I think chapel on Friday was great. It reminded me of how chapel service was when I was a freshman. I don’t know if that is because I am returning to the spiritual state of my freshman year (that’ a good thing), or if maybe it was because of where I sat. For the first time in a long time I did not feel inhibited in my worship. Usually I am afraid to lift my hands or be extravagant inworship for fear of being ridiculed by the super traditional Christians who sit near me. Friday, however, I sat alone. A chaplain sat by me and that was OK because he is a cool guy and then behind me we were people who would not make fun of me. I miss the way I used to be. I cannot believe I let myself ‘lose the fire.’ I will get it back. I am on the right track.
On another note, Friday was a beautiful day. It was the kind of day that makes me wanna thank Oral Roberts for building ORU here. I wore flip-flops and a blue jean skirt to class. That’s right folks, you heard right, flip flops in February. I don’t even think that you can pull that off in Louisiana right now. Thank you God for beautiful days in Tulsas, OK.

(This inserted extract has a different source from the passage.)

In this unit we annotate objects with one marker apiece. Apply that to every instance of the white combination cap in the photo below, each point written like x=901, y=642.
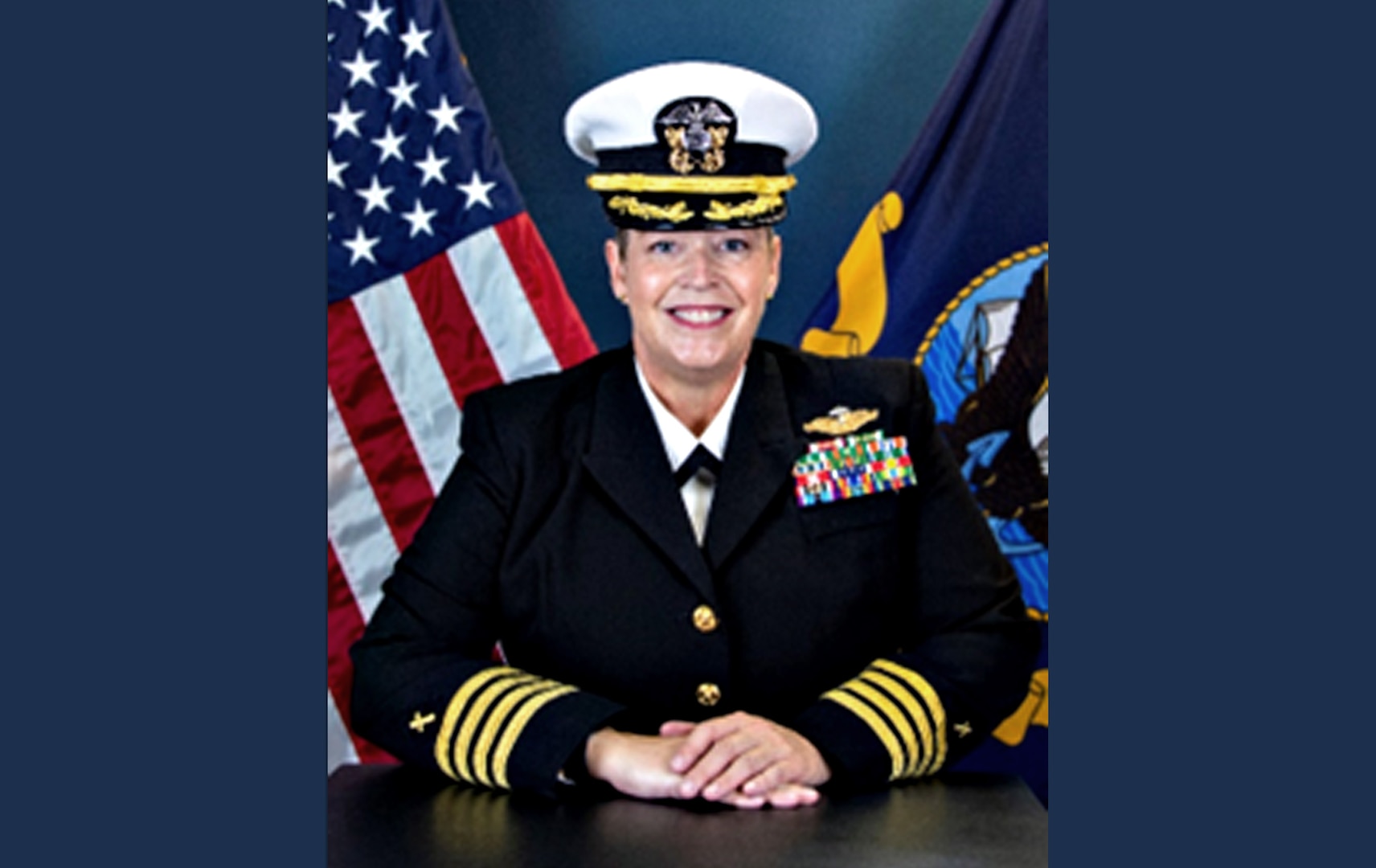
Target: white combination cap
x=691, y=145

The Ignite leadership conference was Friday night and all day Saturday. I learned a lot. I don’t regret the time I put into the conference. I got to see my Ally. I miss her a bunch. I am going to stop running away from leadership. I will make time for people and relationships (one on ones, still can’t handle the big groups). I will smile like I used to. I will stop letting the cares and circumstances of this world determine my mood or attitude.